The woman’s lip curled. “I thought you would know that, Mister Teacher,” she said. “It is the name of the Greek Goddess of Justice.”

“The Goddess of Justice is Themis,” I replied. “Khione is the Goddess of -” I nodded as I saw the problem – “just Ice.”

Khione’s face froze, appropriately, just for a second. Then the screen bounced, as if she had shrugged. “Whatever,” she said.

“And what can I do for you?”

“You stand accused of a crime,” said Khione. “Your documents say that you are a hooligan.”

“They say I’m A. Hooli-han“, I retorted. “My name is Andrew Hoolihan.”

Khione’s eyes looked upward, as if she was going over something in her head. Again the screen shrugged.  “Meh,” she said. “It’s close enough.”

“No, it isn’t,” I said. “i plead not guilty.”

Khione looked calmly back at me. “I have genuinely no idea what that sentence means,” she said.

“But you’re wrong,” I said.

“Only three per cent of the time,” said Khione. “Can you say the same of your own justice system?”

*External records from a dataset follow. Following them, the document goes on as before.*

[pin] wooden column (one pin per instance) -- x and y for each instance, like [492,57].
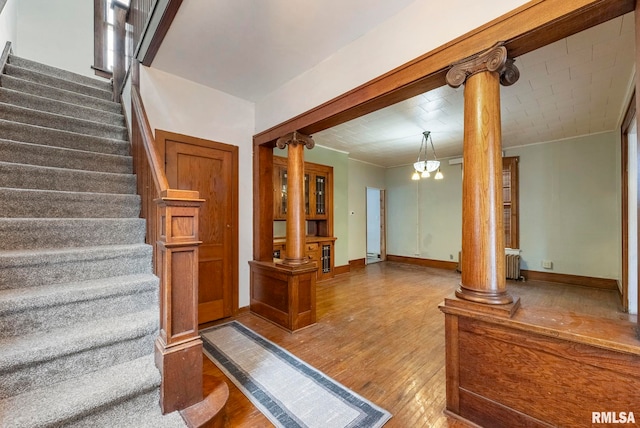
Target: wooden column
[295,254]
[178,353]
[120,11]
[483,257]
[285,292]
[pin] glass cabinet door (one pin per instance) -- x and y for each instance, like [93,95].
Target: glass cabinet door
[283,192]
[306,194]
[321,195]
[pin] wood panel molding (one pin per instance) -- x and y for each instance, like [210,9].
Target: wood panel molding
[563,367]
[438,264]
[168,14]
[284,295]
[585,281]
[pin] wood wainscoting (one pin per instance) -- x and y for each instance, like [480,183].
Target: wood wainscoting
[584,281]
[439,264]
[538,368]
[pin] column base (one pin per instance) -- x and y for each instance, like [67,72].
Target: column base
[294,262]
[489,298]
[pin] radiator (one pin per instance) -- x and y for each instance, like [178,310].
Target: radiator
[512,263]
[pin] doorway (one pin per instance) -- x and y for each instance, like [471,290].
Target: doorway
[211,168]
[376,247]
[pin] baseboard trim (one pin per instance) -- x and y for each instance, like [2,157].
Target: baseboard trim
[439,264]
[357,263]
[339,270]
[585,281]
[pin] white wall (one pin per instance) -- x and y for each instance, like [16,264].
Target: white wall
[569,205]
[419,28]
[178,105]
[373,220]
[8,24]
[361,176]
[425,216]
[58,33]
[569,208]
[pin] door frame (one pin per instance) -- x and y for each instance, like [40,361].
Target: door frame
[161,141]
[381,226]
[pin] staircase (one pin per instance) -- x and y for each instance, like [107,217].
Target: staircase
[78,300]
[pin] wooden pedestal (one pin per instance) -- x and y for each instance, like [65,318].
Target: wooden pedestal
[284,295]
[538,368]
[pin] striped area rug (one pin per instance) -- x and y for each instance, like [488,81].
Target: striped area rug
[287,390]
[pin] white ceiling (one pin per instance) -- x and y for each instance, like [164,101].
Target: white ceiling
[576,86]
[573,87]
[249,48]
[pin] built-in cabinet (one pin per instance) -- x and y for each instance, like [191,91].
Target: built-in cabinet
[318,197]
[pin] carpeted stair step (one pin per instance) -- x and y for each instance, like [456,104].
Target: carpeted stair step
[55,204]
[67,402]
[16,175]
[29,268]
[27,310]
[35,233]
[51,120]
[36,154]
[45,91]
[27,133]
[102,84]
[34,102]
[140,412]
[55,82]
[33,361]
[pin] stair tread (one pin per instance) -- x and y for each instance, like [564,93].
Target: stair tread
[59,94]
[56,82]
[50,105]
[57,121]
[58,72]
[68,193]
[66,204]
[54,178]
[62,157]
[18,299]
[23,233]
[68,400]
[23,350]
[62,138]
[44,168]
[81,253]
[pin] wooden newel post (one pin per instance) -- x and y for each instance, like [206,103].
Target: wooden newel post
[178,352]
[483,254]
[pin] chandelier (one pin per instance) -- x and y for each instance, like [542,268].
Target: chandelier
[423,167]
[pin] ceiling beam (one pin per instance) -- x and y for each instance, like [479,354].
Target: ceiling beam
[529,27]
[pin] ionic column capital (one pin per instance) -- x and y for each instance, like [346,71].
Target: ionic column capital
[293,139]
[493,59]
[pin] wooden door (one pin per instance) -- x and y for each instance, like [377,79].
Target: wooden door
[211,169]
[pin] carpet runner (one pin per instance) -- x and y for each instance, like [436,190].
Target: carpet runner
[287,390]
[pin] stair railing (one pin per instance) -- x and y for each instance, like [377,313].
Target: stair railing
[172,229]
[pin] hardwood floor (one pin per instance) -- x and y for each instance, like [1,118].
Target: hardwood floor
[380,333]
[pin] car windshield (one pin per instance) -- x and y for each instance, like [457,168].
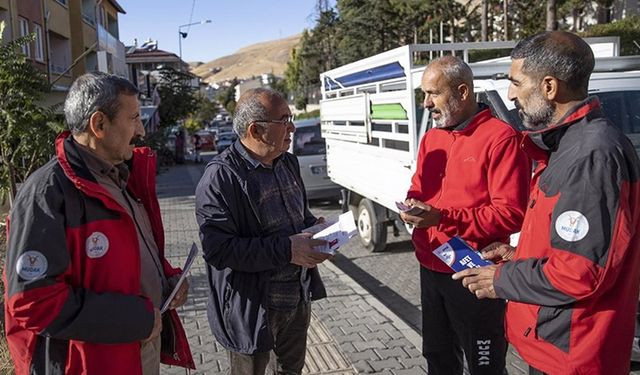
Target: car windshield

I thought back to cases I’d heard of in Ireland, of criminals freed on technicalities, of minor Social Welfare fraud punished by jail sentences, of massive tax evasion met merely with fines.

“Er, no,” I said, “but -”

“Exactly,” said Khione. “I find you guilty. The fine is one thousand yuan” – this was about one hundred and forty euro – “and is payable immediately.”

I sighed. “Ok,” I said, “I suppose I’ll just have to -”

“So I will pay it into your bank now.”

“Um, what?”

“The fine will be paid straight away. That is the law.”

“O-k,” I said slowly. “Do you need my bank details?”

Khione looked almost sorrowfully at me. “I’m in your computer,” she said simply.

“True,” I said. “I just want to be sure you have the correct -”

“As I told you, Mr Hooligan,” said Khione, “I make almost no mistakes.”